If the gospel contains good news, it is that by God’s grace, we none of us get what we otherwise deserve. That’s why grace is good news, and it’s not just good news for other people but for me, for you. Does this mean we may never warn someone of the potential consequences of this or that action? Does John 9 mean we may never draw any conclusions as to what may have brought about a given tragedy? No, but it does mean that we should never do so from some alleged position of spiritual superiority and, above all, it means that we need to be very, very shy about claiming we always know the cause-and-effect relationship of most every situation.

John 9 concludes with an interesting little discussion between the cured man and Jesus–a discussion apparently overheard by some Pharisees. The funny thing throughout this story is that because of the way Jesus healed this man, the man had quite literally never laid eyes on Jesus. So after the Pharisees excommunicate this man for having the audacity to get healed on the Sabbath, Jesus approaches him. He’s no doubt dazed and bewildered. How could the best thing that ever happened to him have turned out in any sense to be bad? As he is mulling this over in his dizzy brain, Jesus comes up and asks, “Do you believe in the Son of Man?” Again, this cured man had never seen Jesus and so cannot recognize him. But when Jesus directly tells him who he is, the man falls down in instant worship.

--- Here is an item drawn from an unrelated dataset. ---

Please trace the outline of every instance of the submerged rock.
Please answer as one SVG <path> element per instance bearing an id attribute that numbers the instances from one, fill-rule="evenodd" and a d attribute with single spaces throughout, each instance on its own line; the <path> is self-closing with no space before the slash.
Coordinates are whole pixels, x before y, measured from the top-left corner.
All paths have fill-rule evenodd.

Then Jesus says something interesting.  Earlier in this Gospel in John 3, we heard Jesus say “The Son of Man did not come into the world to condemn the world.” But now we hear Jesus saying, “For judgment I have come into the world.” Those two statements seem to contradict: he didn’t come to condemn but he did come to judge? Yet seen the right way, these two sentences actually do go together. Jesus did not come to condemn people like the Samaritan woman at the well or this once-blind man because they were people caught up in the confusions of a sinful world–people who were eager to welcome a Savior if they could only find one. Jesus didn’t come to condemn or judge these spiritually needy folks but to save them fully and freely by grace.

So who did Jesus come to judge? He tells us himself in verse 39: he came to judge those who were willfully blind, who see only what they want to see in spiritual matters. He came to judge and to make blind those who made their living by seeing only the sins of others but never their own; those who protected their privileged status in the religious world by keeping the spiritually needy at bay.

To put it mildly, there is a lesson in that for us in the church today, too. “Who is the Son of Man? Tell me so that I may believe in him.” That’s what this man asked, that’s what some people today still ask. It is our privilege and joy to have the answer ready for them: to have and to give the answer to all those people in this world who need the grace of Jesus no more and no less desperately than does every last one of us. If your eyes are open, then you see that. Blessed are they who see. Amen.